Double Bind as a Theory
Bateson et al. (1956) proposed that schizophrenic symptoms are an expression of social interactions in which the individual is repeatedly exposed to conflicting injunctions, without having the opportunity to adequately respond to those injunctions, or to ignore them (i.e., to escape the field). For example, if a mother tells her son that she loves him, while at the same time turning her head away in disgust, the child receives two conflicting messages about their relationship on different communicative levels, one of affection on the verbal level, and one of animosity on the nonverbal level. It is argued that the child’s ability to respond to the mother is incapacitated by such contradictions across communicative levels, because one message invalidates the other. Because of the child’s vital dependence on the mother, Bateson et al. argue that the child is also not able to comment on the fact that a contradiction has occurred, i.e., the child is unable to metacommunicate (Bateson et al., 1956).
The symptomatology of schizophrenia, it is argued, reflects the accommodation of the individual to a prolonged exposure to such interactions. Once ‘victims’ have learned to perceive their universe in terms of contradictory environmental input, the inability to respond effectively to stimuli from the environment is no longer contingent on the extent to which stimuli from the environment are contradictory in specific interactive sequences. Instead, the individual will generally experience any input from the environment as conflicting information without being able to discriminate between different communicative levels. In the long run, this inability manifests itself as typically schizophrenic symptoms such as flattened affect, delusions and hallucinations, and incoherent thinking and speaking (Bateson et al., 1956).

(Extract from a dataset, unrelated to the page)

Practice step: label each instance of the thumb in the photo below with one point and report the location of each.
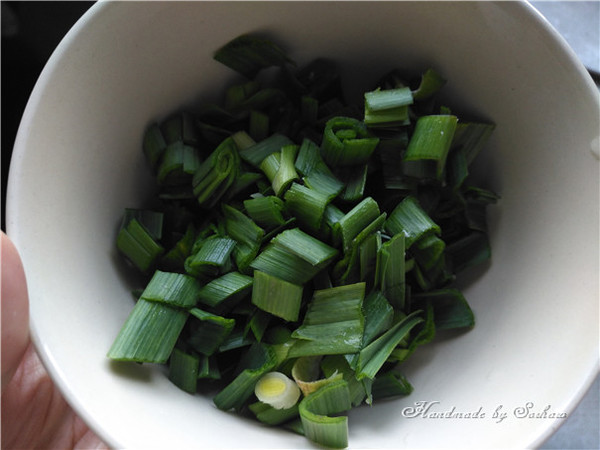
(15, 310)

It is further stipulated by Bateson et al. (1956) that double bind interactions have a pathogenic effect only if they occur in a context where the accurate discrimination of messages is of vital importance for the participants, and in a relational context which is characterized by intense levels of involvement between the participants. The interaction between parents and children within the nuclear family is a typical example of such a relational context.

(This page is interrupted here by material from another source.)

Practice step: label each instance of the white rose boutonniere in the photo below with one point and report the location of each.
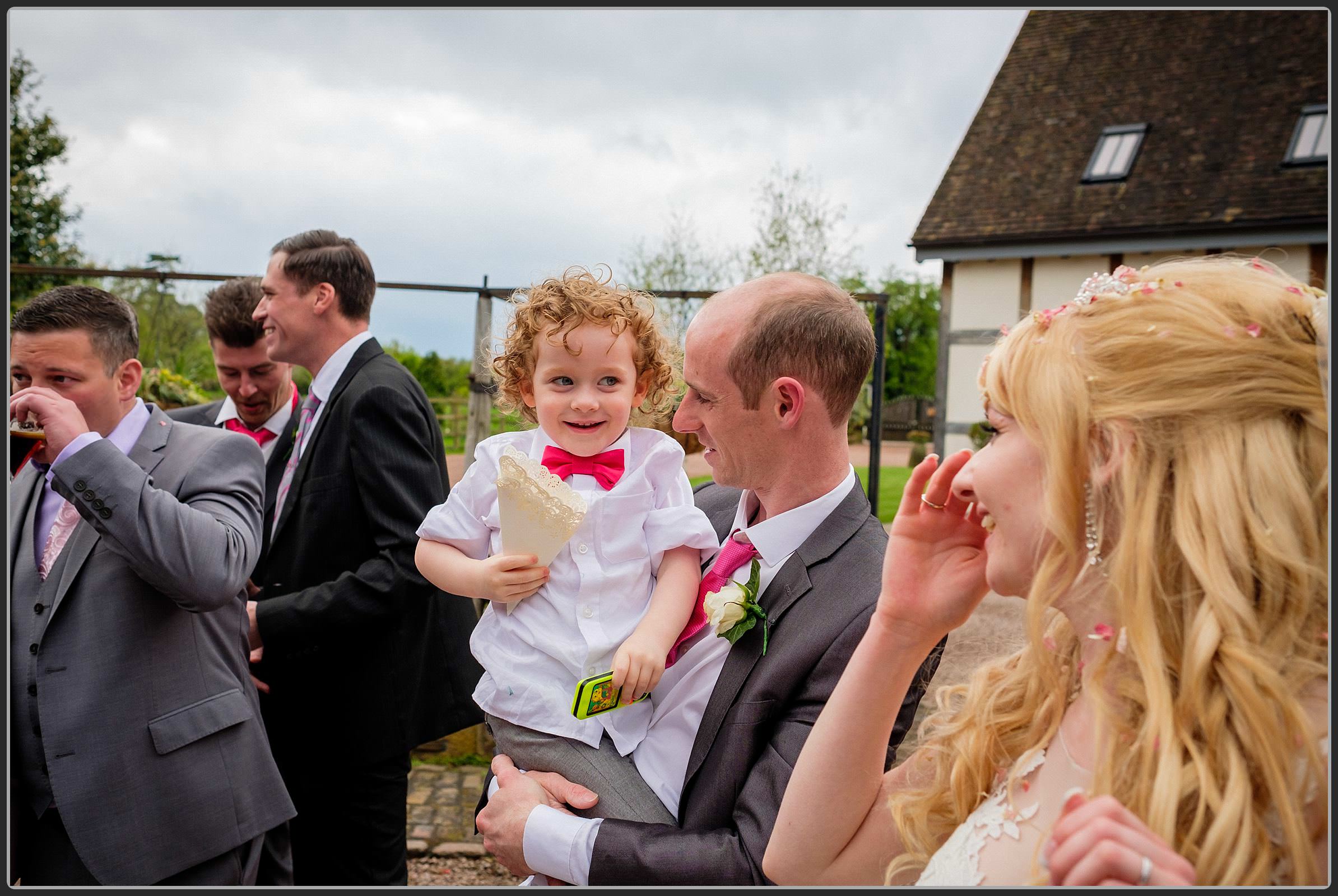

At least the following twelve components can be distinguished in double bind theory with potential for operationalization as variables in empirical work: (1) schizophrenia, (2) conflicting injunctions, (3) communicative levels, (4) prolonged exposure, (5) ability to comment (6) escape from the field, (7) intense involvement, (8) discrimination of levels, (9) relational context, (10) learning to perceive, (11) double bind patterns, and (12) vital importance of the relationship. The interrelationship between these components is clearly stated in the theory, but too complex to be captured in a single hypothesis. We need to recognize that different hypotheses derived from this theory may fare differently upon empirical scrutiny.